Je croyais qu’ils dormaient. Ça leur arrivait de faire la grasse matinée pendant le mois du carême. Au moins trois mois avaient passé depuis la fête de la fin du jeûne, l’Aïd. Quand j’entendis le tam-tam du marchand de sardines, je sentis que quelque chose clochait. La mère était sa meilleure cliente. Mon oncle est revenu pour défoncer la porte en hurlant comme un maboul. J’ai fait semblant de me réveiller. J’ai rien compris
A l’enterrement, au milieu d’une marée d’hommes et de garçons, il a tenu à me porter dans ses bras en lançant aux cheikhs tétanisés :
- Frères, soyez mes témoins devant Allah. Je prendrais soin de l’handicapée, de l’orpheline à jamais, mieux que mes propres enfants !

Je vis maintenant auprès de lui, enfin presque, il n’est jamais là. Sa femme et ses enfants m’ignorent. J’ai l’impression d’être une mouche géante qui ne sait pas voler et qu’on a peur d’écraser. Il m’a acheté un beau lit pliant avec des roulettes qui scintillent. C’est extra pour admirer les arbres qui fleurissent et la nuit qui tarde à tomber. Sa femme a dit aux voisines qu’il coûte plus cher qu’une télé écran plat ; du gâchis. Pourtant mon oncle a beaucoup d’argent. Il a vendu la grande et belle villa de mes parents à l’extraterrestre qui a mis quelque chose dans le truc d’évacuation la veille du deuil…
A l’occasion des fêtes, il vient et m’emmène dans sa deuxième maison. Il a aussi une deuxième épouse qui ressemble à l’actrice qui s’est noyée avec le Titanic. C’est plus gai, j’ai même une chambre à moi toute seule avec un aquarium rempli de poissons multicolores. Je m’amuse bien en leur compagnie et je n’oublie pas de leur donner à manger. Parfois des femmes avec de gros bijoux en or et barbouillées de peinture viennent me contempler en s’exclamant : « Meskina, Allah yastourna !» (La pauvre, Dieu nous protège !) Des ânesses.

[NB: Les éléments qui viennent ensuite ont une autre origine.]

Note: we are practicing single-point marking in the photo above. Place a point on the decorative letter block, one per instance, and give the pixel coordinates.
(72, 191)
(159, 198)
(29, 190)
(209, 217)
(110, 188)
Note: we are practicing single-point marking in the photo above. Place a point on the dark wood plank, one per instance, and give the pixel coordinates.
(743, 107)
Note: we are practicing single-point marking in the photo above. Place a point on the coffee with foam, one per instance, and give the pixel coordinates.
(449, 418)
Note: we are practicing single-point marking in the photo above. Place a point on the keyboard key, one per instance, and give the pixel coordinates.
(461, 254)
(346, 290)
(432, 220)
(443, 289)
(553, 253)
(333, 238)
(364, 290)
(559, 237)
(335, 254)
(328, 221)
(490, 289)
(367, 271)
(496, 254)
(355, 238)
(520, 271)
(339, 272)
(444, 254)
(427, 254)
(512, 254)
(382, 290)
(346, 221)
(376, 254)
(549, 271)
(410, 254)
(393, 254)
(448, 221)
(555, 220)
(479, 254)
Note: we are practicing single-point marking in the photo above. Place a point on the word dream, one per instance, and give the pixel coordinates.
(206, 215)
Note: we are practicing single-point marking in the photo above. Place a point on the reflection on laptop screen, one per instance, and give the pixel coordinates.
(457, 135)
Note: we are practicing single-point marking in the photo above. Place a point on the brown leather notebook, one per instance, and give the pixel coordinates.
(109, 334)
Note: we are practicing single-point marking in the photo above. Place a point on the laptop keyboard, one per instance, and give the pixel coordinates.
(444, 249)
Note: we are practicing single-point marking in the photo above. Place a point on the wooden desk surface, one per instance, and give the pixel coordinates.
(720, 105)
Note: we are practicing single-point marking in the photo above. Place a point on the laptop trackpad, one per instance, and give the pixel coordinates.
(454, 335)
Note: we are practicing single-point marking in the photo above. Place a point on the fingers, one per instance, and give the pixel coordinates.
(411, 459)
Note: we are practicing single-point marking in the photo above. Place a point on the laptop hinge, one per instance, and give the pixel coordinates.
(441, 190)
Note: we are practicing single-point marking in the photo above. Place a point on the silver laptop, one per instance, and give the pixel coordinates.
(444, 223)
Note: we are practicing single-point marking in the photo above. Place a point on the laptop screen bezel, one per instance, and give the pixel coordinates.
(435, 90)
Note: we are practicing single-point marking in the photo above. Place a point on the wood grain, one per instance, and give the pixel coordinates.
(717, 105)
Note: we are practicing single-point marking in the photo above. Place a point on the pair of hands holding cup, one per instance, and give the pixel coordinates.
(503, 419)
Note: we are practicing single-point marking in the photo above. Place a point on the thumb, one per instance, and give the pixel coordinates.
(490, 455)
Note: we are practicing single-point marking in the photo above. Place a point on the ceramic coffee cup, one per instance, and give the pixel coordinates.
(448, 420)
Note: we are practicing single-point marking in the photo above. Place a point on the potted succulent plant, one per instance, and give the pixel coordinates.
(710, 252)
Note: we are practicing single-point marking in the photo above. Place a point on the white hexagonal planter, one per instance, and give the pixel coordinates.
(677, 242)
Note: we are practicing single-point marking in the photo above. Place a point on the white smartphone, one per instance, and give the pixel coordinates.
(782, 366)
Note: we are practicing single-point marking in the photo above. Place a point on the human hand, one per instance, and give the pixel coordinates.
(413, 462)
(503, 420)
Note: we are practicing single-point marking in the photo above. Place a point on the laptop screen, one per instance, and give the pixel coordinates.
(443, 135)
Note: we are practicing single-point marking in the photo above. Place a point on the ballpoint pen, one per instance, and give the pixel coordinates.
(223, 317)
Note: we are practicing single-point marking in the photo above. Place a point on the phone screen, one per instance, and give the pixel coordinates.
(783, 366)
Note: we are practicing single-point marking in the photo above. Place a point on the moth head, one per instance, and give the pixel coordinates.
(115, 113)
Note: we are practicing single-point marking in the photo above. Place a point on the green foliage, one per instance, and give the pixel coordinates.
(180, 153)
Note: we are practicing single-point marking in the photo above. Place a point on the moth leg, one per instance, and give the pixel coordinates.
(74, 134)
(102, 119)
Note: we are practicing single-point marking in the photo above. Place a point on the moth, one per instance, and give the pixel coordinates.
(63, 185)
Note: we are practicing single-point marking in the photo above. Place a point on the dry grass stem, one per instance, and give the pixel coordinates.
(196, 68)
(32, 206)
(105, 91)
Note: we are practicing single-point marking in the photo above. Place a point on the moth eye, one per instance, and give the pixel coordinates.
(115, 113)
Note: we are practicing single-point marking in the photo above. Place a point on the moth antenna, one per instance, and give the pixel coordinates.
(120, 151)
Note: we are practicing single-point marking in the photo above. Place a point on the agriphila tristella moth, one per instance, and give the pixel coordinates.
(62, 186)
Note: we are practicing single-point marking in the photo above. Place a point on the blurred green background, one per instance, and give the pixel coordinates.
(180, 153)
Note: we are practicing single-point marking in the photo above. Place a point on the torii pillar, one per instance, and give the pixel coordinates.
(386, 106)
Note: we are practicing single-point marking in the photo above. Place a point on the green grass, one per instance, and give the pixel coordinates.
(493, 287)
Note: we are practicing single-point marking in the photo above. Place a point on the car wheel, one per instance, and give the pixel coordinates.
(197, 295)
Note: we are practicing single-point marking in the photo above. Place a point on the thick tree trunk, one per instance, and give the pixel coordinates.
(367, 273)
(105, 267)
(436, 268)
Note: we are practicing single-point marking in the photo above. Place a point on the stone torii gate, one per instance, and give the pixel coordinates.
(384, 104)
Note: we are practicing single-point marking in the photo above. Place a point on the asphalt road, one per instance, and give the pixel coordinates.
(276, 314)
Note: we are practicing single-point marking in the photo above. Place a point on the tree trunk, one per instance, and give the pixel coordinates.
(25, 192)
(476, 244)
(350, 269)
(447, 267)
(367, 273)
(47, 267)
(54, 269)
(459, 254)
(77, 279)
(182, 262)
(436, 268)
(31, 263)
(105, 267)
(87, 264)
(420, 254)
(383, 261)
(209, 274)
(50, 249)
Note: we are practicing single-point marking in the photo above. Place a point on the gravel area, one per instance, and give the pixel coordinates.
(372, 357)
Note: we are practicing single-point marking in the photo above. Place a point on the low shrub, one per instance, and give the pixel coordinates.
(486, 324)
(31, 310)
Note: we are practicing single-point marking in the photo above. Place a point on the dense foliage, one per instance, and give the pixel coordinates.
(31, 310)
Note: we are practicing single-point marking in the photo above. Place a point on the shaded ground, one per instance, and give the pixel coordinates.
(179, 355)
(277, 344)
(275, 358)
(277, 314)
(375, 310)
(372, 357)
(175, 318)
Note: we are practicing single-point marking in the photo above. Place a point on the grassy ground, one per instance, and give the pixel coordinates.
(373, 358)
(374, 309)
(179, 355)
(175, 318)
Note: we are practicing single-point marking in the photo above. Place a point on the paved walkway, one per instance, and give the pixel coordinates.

Au fond je ne suis pas malheureuse. Je me débrouille bien et puis j’ai plus de chance que mes cousines qui ressemblent à des gazelles. Je ne suis pas idiote, je sais que si j’étais normale, mon oncle ne n’aurait pas gâtée à ce point là. Peut- être qu’il n’aurait eu même pas un regard pour moi. Tonton c’est un original ; un homme courageux. Il n’a pas peur de me voir telle que je suis.
Quand je dois retourner chez l’autre, je n‘ai pas de chagrin. Pour moi l’important c’est de ne plus retourner dans la cave. Jamais.